F I L E D
United States Court of Appeals
Tenth Circuit
PUBLISH
February 24, 2006
UNITED STATES COURT OF APPEALS Elisabeth A. Shumaker
Clerk of Court
TENTH CIRCUIT
UNITED STATES OF AMERICA,
Plaintiff-Appellee,
v. No. 04-6361
DAVID MARLAND LEONARD, JR.,
Defendant-Appellant.
APPEAL FROM THE UNITED STATES DISTRICT COURT
FOR THE WESTERN DISTRICT OF OKLAHOMA
(D.C. NO. CR-03-203-T)
Jenine Jensen, Assistant Federal Public Defender (Raymond P. Moore, Federal
Public Defender, with her on the briefs) for Defendant-Appellant.
Randal A. Sengel, Assistant United States Attorney (Robert G. McCampbell,
United States Attorney, with him on the brief) for Plaintiff-Appellee.
Before BRISCOE , McKAY , and McCONNELL , Circuit Judges.

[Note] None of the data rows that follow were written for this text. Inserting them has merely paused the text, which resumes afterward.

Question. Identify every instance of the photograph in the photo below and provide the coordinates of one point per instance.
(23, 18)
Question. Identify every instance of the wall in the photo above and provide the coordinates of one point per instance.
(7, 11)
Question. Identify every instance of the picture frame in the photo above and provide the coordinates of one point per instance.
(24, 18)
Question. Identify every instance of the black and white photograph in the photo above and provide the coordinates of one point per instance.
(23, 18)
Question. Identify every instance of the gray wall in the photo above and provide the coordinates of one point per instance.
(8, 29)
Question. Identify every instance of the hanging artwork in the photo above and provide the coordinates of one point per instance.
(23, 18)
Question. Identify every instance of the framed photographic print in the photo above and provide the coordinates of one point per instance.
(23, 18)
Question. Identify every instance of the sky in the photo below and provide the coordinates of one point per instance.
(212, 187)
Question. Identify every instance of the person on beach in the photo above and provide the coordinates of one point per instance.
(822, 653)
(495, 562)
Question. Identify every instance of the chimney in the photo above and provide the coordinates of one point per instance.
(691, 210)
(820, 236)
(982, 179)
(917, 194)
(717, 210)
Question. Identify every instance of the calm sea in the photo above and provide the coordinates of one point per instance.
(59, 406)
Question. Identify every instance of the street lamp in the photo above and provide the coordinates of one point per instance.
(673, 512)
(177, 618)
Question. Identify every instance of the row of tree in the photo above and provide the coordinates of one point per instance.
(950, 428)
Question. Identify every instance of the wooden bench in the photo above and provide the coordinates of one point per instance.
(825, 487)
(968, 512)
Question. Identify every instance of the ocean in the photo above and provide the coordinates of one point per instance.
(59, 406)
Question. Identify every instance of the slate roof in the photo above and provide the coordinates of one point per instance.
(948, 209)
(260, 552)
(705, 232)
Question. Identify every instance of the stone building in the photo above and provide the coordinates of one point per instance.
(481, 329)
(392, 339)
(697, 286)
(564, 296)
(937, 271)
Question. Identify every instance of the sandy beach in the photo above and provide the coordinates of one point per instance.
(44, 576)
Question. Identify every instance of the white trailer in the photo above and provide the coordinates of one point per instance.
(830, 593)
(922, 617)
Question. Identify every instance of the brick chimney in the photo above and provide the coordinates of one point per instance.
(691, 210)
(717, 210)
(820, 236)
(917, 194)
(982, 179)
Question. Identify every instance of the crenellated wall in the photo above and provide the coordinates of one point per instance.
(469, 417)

McCONNELL , Circuit Judge.
On June 14, 2003, David Leonard, an unlicensed driver, collided head-on
with a vehicle driven by Gail Sankadota. Ms. Sankadota’s pregnant daughter was
killed in the accident and Ms. Sankadota was seriously injured. Mr. Leonard was
charged with two counts of second degree murder and one count of assault
resulting in serious bodily injury, in violation of 18 U.S.C. §§ 1111(a), 1153(a),
and 113(a)(6), respectively. A jury convicted Mr. Leonard on two counts of the
lesser included offense of involuntary manslaughter, and assault resulting in
serious bodily injury. On appeal, Mr. Leonard challenges three of the district
court’s evidentiary rulings. Because we find no error in the district court’s
rulings, we AFFIRM Mr. Leonard’s conviction.
I. Background
At trial, the government presented eyewitness evidence that Mr. Leonard
had swerved from the southbound lane into the northbound lane and that Ms.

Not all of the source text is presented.